Normalizing Embeddings

Mehran · September 22, 2017, 12:58am

I’m trying to manually normalize my embeddings with their L2-norms instead of using pytorch max_norm (as max_norm seems to have some bugs). I’m following this link and below is my code:

emb = torch.nn.Embedding(4, 2)
norms = torch.norm(emb.weight, p=2, dim=1).detach()
emb.weight = emb.weight.div(norms.expand_as(emb.weight))

But I’m getting the following error:

Traceback (most recent call last):
File "<stdin>", line 1, in <module>
File "/usr/local/lib/python2.7/site-packages/torch/autograd/variable.py", line 725, in expand_as
return Expand.apply(self, (tensor.size(),))
File "/usr/local/lib/python2.7/site-packages/torch/autograd/_functions/tensor.py", line 111, in forward
result = i.expand(*new_size)
RuntimeError: The expanded size of the tensor (2) must match the existing size (4) at non-singleton dimension 1. at /Users/soumith/code/builder/wheel/pytorch-src/torch/lib/TH/generic/THTensor.c:308

When I look at the size of norms, it’s (4L,)
Any idea where I’m going wrong? Thanks!

chenyuntc · September 22, 2017, 2:32am

shouldn’t it be?

emb.weight = emb.weight.div(norms.expand_as(emb.weight))

Mehran · September 22, 2017, 3:48am

Yes, that was a typo. I edited the code, and also edited the error. Any idea why I’m getting that error?

chenyuntc · September 22, 2017, 4:09am

emb = torch.nn.Embedding(4, 2)
norms = torch.norm(emb.weight, p=2, dim=1).data
emb.weight.data = emb.weight.data.div(norms.view(4,1).expand_as(emb.weight))

Mehran · September 24, 2017, 9:09pm

Thanks Chen. It worked.
I realized that you have removed the “detach()” from the second line. Is it because “norms” is not a “Variable” anymore?

chenyuntc · September 25, 2017, 2:31am

Yes, you’re right.
I prefer variable.data.

jdhao · November 1, 2017, 6:08am

What is the use of detach(), I do not think it is necessary here. I think we can also use

emb = torch.nn.Embedding(4,2)
norm = emb.weight.norm(p=2, dim=1, keepdim=True)
emb.weight = emb.weight.div(norm.expand_as(emb.weight))

Is there any problems with the above snippet?

Mehran · November 8, 2017, 1:15am

My understanding is that if we don’t detach it, then norm will be a variable and PyTorch will aim at optimizing its values in the backward phase when calculating the gradients. But we don’t really want to optimize the norm values.

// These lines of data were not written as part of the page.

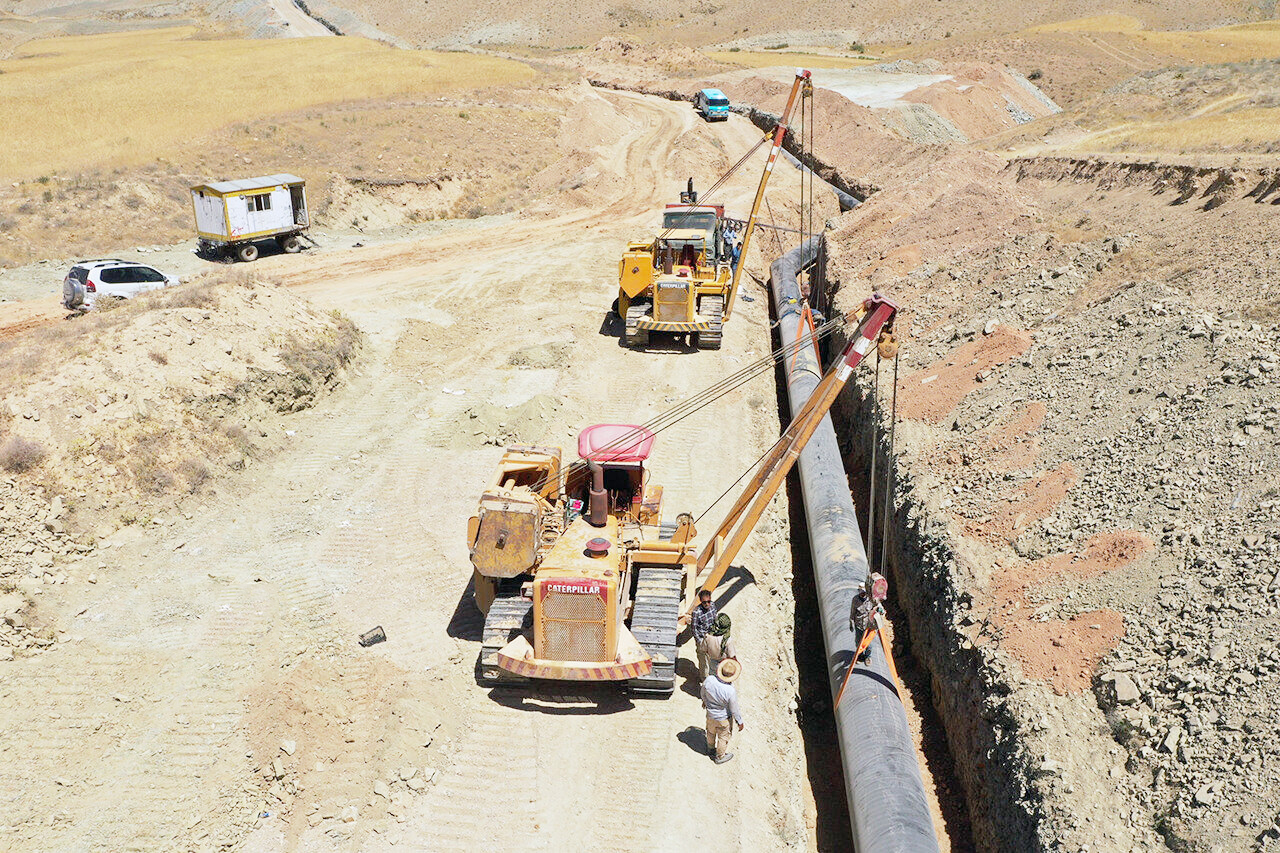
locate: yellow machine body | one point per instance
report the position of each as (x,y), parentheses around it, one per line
(530,541)
(680,282)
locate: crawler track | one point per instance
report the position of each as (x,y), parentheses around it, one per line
(712,308)
(653,623)
(508,616)
(634,336)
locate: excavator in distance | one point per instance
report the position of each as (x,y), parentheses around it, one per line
(684,282)
(576,574)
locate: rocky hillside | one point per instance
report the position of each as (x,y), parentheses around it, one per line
(1089,420)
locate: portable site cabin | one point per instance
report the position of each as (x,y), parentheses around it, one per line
(232,215)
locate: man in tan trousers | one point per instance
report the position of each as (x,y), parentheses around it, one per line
(720,698)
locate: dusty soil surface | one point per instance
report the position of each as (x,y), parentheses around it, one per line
(205,688)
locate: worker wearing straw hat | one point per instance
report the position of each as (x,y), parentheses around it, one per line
(720,698)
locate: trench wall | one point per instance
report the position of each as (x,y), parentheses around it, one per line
(969,687)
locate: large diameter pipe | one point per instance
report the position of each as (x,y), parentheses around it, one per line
(887,806)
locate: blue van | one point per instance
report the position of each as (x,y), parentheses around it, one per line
(712,104)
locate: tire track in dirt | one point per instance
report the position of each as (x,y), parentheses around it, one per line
(489,796)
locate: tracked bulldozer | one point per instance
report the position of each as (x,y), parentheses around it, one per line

jdhao · November 8, 2017, 2:22am

The type of norm is torch Variable. PyTorch will only calculate the the gradient of loss w.r.t to the leaf node. Since norm is not a leaf node, I do think it will be updated when we do optimizer.step(). Only emb.weight will be updated since it is of type torch.nn.Parameter and it is the learnable parameter of the module.

falmasri · March 19, 2019, 10:05pm

@jdhao I was seriously looking over the web for this kind of answer, Sorry of taking this discussion again up. Could you please explain more why norm is not a leaf node in the gradient computation ?

Arvind_Vepa · May 2, 2019, 12:09am

So this doesn’t precisely replicate the max-norm functionality because it’s not checking if the norm of the vector is less than max-norm, right (in which case, this function would increase the norm of those vectors)?